### Parts Of Speech Tags

In [9]:
import nltk
nltk.download('averaged_perceptron_tagger_eng')

[nltk_data] Downloading package averaged_perceptron_tagger_eng to
[nltk_data]     C:\Users\itzsh\AppData\Roaming\nltk_data...
[nltk_data]   Unzipping taggers\averaged_perceptron_tagger_eng.zip.


True

#### The AveragedPerceptronTagger is a part of the Natural Language Toolkit (NLTK) in Python, and it's used for Part-of-Speech (POS) tagging. POS tagging involves assigning parts of speech (like nouns, verbs, adjectives, etc.) to each word in a given text. This is useful for various natural language processing (NLP) tasks such as information extraction, text-to-speech conversion, and language modeling.

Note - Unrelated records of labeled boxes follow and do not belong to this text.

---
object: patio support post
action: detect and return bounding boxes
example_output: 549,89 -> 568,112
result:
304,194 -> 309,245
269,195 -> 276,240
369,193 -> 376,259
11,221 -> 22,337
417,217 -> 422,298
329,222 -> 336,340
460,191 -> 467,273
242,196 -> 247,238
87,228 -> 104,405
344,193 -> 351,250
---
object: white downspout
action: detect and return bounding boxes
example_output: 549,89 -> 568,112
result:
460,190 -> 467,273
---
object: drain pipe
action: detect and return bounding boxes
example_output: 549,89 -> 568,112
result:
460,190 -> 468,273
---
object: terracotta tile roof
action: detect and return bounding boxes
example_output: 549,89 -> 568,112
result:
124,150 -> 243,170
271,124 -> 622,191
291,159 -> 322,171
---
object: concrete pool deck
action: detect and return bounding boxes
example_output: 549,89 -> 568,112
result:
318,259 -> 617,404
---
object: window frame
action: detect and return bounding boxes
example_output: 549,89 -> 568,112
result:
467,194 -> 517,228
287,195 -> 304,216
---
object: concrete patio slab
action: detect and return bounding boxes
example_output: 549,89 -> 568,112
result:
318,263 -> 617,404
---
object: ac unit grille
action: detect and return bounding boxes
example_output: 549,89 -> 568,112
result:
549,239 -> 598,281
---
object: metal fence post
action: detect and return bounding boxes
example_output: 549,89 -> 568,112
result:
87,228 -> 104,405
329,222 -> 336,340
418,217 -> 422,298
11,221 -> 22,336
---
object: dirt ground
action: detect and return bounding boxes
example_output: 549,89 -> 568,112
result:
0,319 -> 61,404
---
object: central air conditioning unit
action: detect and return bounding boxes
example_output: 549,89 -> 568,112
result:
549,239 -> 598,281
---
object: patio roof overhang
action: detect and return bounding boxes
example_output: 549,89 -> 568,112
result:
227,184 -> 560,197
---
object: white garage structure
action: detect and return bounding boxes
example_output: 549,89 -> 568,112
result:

| Tag   | Description                                | Example                    |
|-------|--------------------------------------------|----------------------------|
| **CC**  | Coordinating conjunction                  | "and", "but", "or"         |
| **CD**  | Cardinal digit                            | "one", "two", "3"          |
| **DT**  | Determiner                                | "the", "a", "an"           |
| **EX**  | Existential there                         | "there is", "there exists" |
| **FW**  | Foreign word                              | "faux pas"                 |
| **IN**  | Preposition/subordinating conjunction     | "in", "of", "like"         |
| **JJ**  | Adjective                                 | "big", "small"             |
| **JJR** | Adjective, comparative                    | "bigger", "smaller"        |
| **JJS** | Adjective, superlative                    | "biggest", "smallest"      |
| **LS**  | List item marker                          | "1)", "A)"                 |
| **MD**  | Modal                                     | "could", "will", "might"   |
| **NN**  | Noun, singular                            | "desk"                     |
| **NNS** | Noun, plural                              | "desks"                    |
| **NNP** | Proper noun, singular                     | "Harrison"                 |
| **NNPS**| Proper noun, plural                       | "Americans"                |
| **PDT** | Predeterminer                             | "all the kids"             |
| **POS** | Possessive ending                         | "parent's"                 |
| **PRP** | Personal pronoun                          | "I", "he", "she"           |
| **PRP$**| Possessive pronoun                        | "my", "his", "hers"        |
| **RB**  | Adverb                                    | "very", "silently"         |
| **RBR** | Adverb, comparative                       | "better"                   |
| **RBS** | Adverb, superlative                       | "best"                     |
| **RP**  | Particle                                  | "give up"                  |
| **TO**  | "to"                                      | "to go to the store"       |
| **UH**  | Interjection                              | "errrrrrrrm"               |
| **VB**  | Verb, base form                           | "take"                     |
| **VBD** | Verb, past tense                          | "took"                     |
| **VBG** | Verb, gerund/present participle           | "taking"                   |
| **VBN** | Verb, past participle                     | "taken"                    |
| **VBP** | Verb, non-3rd person singular present     | "take"                     |
| **VBZ** | Verb, 3rd person singular present         | "takes"                    |
| **WDT** | WH-determiner                             | "which"                    |
| **WP**  | WH-pronoun                                | "who", "what"              |
| **WRB** | WH-adverb                                 | "where", "when"            |


#### Examples:

In [19]:
 "Taj Mahal is a beautiful Monument".split()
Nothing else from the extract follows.